Beberapa pasal yang dapat diterapkan antara lain:
- Pasal 303 KUHP tentang perjudian, dengan ancaman pidana penjara paling lama 10 tahun atau denda maksimal Rp25 juta.
- Pasal 55 dan 56 KUHP, bagi mereka yang turut serta, membantu, atau memberikan fasilitas dalam kegiatan perjudian.
- Undang-Undang ITE, apabila perjudian turut menggunakan alat komunikasi atau daring untuk promosi dan perekrutan pemain.
- Tindak Pidana Pencucian Uang (TPPU), jika terbukti hasil perjudian digunakan untuk mencuci uang atau membiayai aktivitas lain.
Namun, semua potensi hukum itu seolah mandul ketika dihadapkan dengan kenyataan di lapangan. Lokasi perjudian tetap hidup, mesin dadu tetap berputar, dan Culi diduga terus mengeruk untung dari bisnis haram tersebut.
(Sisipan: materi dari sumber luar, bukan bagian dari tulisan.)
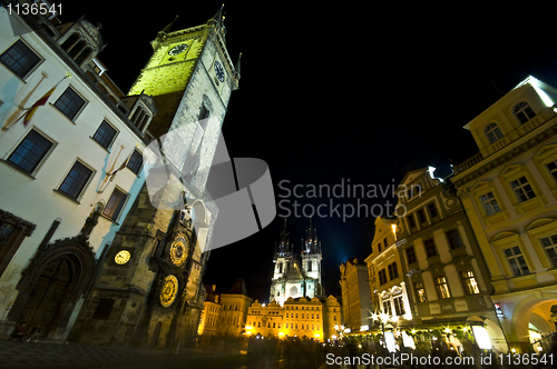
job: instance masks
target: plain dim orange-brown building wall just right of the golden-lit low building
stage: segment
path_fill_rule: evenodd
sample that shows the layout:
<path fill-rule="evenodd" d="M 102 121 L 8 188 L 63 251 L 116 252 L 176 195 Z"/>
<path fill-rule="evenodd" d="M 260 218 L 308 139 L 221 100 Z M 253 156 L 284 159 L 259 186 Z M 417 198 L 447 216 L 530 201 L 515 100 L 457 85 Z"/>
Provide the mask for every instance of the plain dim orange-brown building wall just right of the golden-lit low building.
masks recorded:
<path fill-rule="evenodd" d="M 352 331 L 368 326 L 373 311 L 368 268 L 356 258 L 349 259 L 340 266 L 343 323 Z"/>

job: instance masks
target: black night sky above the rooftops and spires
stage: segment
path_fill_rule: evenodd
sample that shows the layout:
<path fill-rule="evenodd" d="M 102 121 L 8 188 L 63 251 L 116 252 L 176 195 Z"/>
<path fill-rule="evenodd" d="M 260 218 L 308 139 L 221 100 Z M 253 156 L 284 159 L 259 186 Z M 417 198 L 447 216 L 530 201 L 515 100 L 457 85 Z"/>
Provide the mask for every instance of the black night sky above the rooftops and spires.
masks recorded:
<path fill-rule="evenodd" d="M 176 14 L 174 30 L 185 29 L 205 23 L 222 4 L 59 2 L 62 21 L 86 14 L 104 26 L 108 46 L 99 58 L 124 92 L 149 59 L 149 41 Z M 226 144 L 231 157 L 267 162 L 282 206 L 261 232 L 212 251 L 205 283 L 224 290 L 241 277 L 260 301 L 268 299 L 274 246 L 289 210 L 291 241 L 300 252 L 309 218 L 301 208 L 294 217 L 294 200 L 305 215 L 323 205 L 325 217 L 315 215 L 313 225 L 323 248 L 323 283 L 335 296 L 339 266 L 365 256 L 373 239 L 371 211 L 342 219 L 342 207 L 378 205 L 374 215 L 384 216 L 385 201 L 394 202 L 392 192 L 309 199 L 286 197 L 285 189 L 301 184 L 299 192 L 305 193 L 311 184 L 344 183 L 346 191 L 350 182 L 385 190 L 407 171 L 428 166 L 446 176 L 449 159 L 458 163 L 477 152 L 462 127 L 502 93 L 528 74 L 557 87 L 555 30 L 539 18 L 524 18 L 516 7 L 480 14 L 481 9 L 443 10 L 423 2 L 413 8 L 300 3 L 224 7 L 228 53 L 236 61 L 242 52 L 240 90 L 223 127 Z M 534 8 L 528 12 L 545 11 Z M 331 201 L 340 217 L 331 212 Z"/>

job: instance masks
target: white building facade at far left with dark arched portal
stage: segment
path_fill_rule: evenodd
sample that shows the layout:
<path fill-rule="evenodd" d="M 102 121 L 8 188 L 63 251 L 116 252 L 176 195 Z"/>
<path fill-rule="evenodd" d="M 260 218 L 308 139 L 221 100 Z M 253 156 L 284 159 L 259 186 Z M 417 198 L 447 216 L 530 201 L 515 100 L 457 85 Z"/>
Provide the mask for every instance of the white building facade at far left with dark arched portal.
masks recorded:
<path fill-rule="evenodd" d="M 62 340 L 145 182 L 157 108 L 114 84 L 86 19 L 0 19 L 0 330 L 26 320 Z"/>

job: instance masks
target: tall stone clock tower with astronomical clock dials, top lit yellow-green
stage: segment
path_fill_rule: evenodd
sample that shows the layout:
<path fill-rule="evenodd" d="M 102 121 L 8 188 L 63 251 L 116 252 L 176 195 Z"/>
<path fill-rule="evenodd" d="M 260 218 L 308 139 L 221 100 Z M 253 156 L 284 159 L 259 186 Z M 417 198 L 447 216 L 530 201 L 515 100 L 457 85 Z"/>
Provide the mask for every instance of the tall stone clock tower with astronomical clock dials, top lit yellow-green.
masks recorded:
<path fill-rule="evenodd" d="M 152 42 L 153 56 L 129 96 L 150 96 L 157 107 L 147 133 L 158 139 L 152 144 L 166 177 L 153 193 L 149 169 L 146 186 L 98 260 L 95 287 L 71 341 L 170 347 L 195 340 L 205 300 L 205 247 L 218 211 L 205 186 L 240 80 L 240 60 L 231 61 L 223 19 L 221 9 L 198 27 L 172 31 L 172 22 Z"/>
Masyarakat mempertanyakan: apa yang menghambat aparat menindak? Apakah ada beking kuat di belakang Culi? Ini menjadi pertanyaan yang kini menggema bukan hanya di Desa Puput, tapi juga di kalangan aktivis dan pemerhati hukum di Bangka Barat.
Sementara itu, awak media telah melaporkan kondisi ini langsung ke Jenderal Kapolda Bangka Belitung. Hingga berita ini diterbitkan, belum ada pernyataan resmi atau penindakan yang terlihat di lokasi.
Jika aparat masih diam, bukan tak mungkin publik akan menganggap ada permainan lebih besar yang sengaja menutup mata terhadap praktik perjudian ini. Masyarakat menunggu: hukum harus hadir, bukan malah jadi tontonan.